NOTE: There are also many bugs for services outside Horizon that face similar challenges that can benefit from this effort.
Message Guidelines -- An Initial Proposal
A message delivers information about an action or condition and optionally asks the user to confirm the situation. The scope of this document is limited to Error, Informational, and Warning messages.
The following is a suggested set of guidelines for the following types of messages:
- Error message -- this is used to report a problem and indicates to the user that some action must be taken before the System or Service can continue. E.g. an error message might indicate the user lacks permission to execute a requested action or show a problem found after a user chooses an action in a menu, dialog, or wizard.
- Informational message -- it’s used to guide users through a workflow or convey a pertinent message.

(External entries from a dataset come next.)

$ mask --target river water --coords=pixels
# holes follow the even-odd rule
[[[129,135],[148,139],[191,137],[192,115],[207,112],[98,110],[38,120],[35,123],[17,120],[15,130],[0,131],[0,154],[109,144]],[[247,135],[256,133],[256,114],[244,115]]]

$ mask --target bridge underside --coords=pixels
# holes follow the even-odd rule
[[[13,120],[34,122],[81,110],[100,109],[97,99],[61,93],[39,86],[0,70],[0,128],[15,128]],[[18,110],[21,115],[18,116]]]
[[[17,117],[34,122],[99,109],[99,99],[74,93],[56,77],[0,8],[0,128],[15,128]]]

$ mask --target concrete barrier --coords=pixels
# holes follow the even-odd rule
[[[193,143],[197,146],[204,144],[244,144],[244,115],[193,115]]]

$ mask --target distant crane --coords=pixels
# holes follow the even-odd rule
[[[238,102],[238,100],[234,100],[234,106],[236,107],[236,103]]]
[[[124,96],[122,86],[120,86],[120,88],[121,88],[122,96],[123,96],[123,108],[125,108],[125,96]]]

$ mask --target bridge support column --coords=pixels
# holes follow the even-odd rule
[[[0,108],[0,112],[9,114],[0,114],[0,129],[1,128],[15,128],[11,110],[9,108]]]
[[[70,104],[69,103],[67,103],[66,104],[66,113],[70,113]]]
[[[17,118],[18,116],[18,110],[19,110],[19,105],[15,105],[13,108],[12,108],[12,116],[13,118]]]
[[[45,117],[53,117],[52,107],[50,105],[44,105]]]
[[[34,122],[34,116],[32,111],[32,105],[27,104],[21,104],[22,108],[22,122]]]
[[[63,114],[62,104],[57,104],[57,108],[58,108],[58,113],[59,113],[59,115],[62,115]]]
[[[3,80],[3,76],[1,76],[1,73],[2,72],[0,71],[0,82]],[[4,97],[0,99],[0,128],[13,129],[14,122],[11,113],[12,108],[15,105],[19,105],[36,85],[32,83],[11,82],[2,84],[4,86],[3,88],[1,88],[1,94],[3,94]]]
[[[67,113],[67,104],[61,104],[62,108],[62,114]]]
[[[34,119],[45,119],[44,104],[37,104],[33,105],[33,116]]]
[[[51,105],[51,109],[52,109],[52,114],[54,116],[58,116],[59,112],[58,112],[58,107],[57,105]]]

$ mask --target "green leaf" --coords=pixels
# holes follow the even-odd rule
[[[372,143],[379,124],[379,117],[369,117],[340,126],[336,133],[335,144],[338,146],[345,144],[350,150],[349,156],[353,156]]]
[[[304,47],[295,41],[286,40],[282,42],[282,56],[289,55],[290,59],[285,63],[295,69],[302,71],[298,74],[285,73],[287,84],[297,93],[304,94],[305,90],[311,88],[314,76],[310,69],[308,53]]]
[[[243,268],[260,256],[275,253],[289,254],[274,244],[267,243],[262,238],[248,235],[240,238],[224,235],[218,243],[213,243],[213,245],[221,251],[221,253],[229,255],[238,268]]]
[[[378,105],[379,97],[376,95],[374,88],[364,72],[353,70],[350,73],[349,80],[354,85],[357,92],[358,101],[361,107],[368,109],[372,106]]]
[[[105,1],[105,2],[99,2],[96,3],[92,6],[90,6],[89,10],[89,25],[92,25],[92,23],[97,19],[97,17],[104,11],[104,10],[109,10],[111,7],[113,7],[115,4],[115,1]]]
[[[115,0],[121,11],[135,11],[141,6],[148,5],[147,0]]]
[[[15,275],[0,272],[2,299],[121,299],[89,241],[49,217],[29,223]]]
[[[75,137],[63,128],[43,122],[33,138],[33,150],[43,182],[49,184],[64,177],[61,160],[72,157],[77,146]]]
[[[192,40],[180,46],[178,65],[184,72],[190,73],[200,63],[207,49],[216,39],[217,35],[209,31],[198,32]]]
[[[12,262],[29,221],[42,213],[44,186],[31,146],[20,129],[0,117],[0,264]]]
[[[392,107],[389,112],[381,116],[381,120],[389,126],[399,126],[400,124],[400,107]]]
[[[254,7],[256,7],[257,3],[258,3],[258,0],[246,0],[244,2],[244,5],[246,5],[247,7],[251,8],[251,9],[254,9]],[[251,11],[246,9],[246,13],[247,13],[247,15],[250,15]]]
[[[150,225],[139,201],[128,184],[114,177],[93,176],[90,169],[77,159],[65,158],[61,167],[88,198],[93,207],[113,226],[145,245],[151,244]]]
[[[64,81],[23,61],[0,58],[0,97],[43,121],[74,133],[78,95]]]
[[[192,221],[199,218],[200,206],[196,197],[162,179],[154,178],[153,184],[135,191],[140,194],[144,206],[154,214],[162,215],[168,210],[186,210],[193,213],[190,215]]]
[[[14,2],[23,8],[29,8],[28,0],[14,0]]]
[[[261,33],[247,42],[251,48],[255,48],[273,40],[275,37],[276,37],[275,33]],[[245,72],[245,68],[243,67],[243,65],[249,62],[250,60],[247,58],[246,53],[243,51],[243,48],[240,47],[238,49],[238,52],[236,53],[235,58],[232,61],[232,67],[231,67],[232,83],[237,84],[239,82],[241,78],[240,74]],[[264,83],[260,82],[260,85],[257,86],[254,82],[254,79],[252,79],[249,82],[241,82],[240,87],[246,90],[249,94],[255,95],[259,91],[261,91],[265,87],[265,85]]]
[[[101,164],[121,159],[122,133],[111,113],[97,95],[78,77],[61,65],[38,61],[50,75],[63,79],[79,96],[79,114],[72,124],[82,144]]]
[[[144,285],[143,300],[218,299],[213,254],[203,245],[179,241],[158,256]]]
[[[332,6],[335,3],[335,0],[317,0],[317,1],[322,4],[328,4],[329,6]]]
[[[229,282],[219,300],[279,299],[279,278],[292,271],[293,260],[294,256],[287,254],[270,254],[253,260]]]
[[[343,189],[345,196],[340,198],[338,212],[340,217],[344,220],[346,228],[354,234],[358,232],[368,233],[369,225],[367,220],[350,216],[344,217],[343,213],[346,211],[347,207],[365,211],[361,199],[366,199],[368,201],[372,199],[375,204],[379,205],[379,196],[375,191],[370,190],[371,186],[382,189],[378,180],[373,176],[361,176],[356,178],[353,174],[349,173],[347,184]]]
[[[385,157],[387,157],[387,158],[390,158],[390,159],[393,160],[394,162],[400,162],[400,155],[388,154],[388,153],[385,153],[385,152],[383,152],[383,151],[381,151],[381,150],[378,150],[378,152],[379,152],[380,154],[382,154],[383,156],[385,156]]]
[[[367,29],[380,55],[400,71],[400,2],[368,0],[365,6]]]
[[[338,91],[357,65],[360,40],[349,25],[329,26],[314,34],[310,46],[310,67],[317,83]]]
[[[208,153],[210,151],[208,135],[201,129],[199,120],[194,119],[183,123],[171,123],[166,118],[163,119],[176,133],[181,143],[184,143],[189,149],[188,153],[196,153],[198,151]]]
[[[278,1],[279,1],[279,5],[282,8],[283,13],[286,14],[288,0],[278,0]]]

It can be used to provide the results of an action or indicate that the System or Service is in the process of performing some kind of action.
- Warning message -- When you want to make users aware of a potentially harmful or problematic condition, give them a warning.
The solution should be something that ultimately focuses on a few things when it comes to giving error messages to our users:
- Continuing to place error messages in a visible area for the end user
- Giving enough human readable information to understand what to do next
- Ensuring every error will result in notifying the user
- Consistency of messages between API, CLI, and UI
Tips and Best Practices for all Messages:
- Ensure the message is prominent.
- Whenever possible, provide names, locations, objects, and values of the objects involved.
- Indicate what condition has occurred and which service or component is involved (if relevant).
- If the application displays a message generated by another application (e.g. a pass-through message), include the name of the other application.
- If the message was generated by an application (as opposed to a user), indicate the application name and/or relevant action.
- Be concise, specific, and address the user as "you".
- Don't blame the user.
- Use active voice. Active voice makes writing more simple and direct.
- Avoid the words "please" and "sorry."
- Write complete sentences and use ending punctuation.
- Make the object plural when the user selects more than one object.
- Use language that is familiar to the user.
- Do not use contractions. Contractions pose a problem for translators and for people who are not native English speakers.
- Original: Can't connect to Horizon
- Rewrite: Cannot connect to Horizon
Make sure the user knows where to go from here:
- State the specific error or warning and recommendation for how the user can correct the error.
- If a problem exists, state why the problem occurred, and how to remedy the situation, even if the remedy is "Contact your Administrator."
- If the recommendation is a series of tasks the user needs to perform,state the instructions in the correct sequence.
- Avoid messages that are too general and do not highlight the problem in a way that makes sense in the context in which the message is displayed.
- Ensure that users can copy the text in the message window and paste it elsewhere.
- Ensure consistent messages between UI, CLI, and API.
- Use same name as the menu, action, or command button that opened the message box.
- Tips and Best Practices for Forms Specifically:
- It’s important to be proactive and stop users before they submit a form with an error when possible. If they do submit the form with an error, be sure to do the following:
- Make it clear that something is wrong.
- Show the user which field (or fields) are wrong in form errors.
- Display error messages that help users get back on track.
- Save what the user has entered—both good and bad so they do not have to repeat data entry.
Tips and Best Practices for Visualizations Specifically:
- We should be sure to include text explaining the error that the visualization is showing, whether this is near the visualization or on hover. Allowing the user to get more information on * why they are seeing an error and how to troubleshoot it in clear text is important for them to be able to choose what to do next.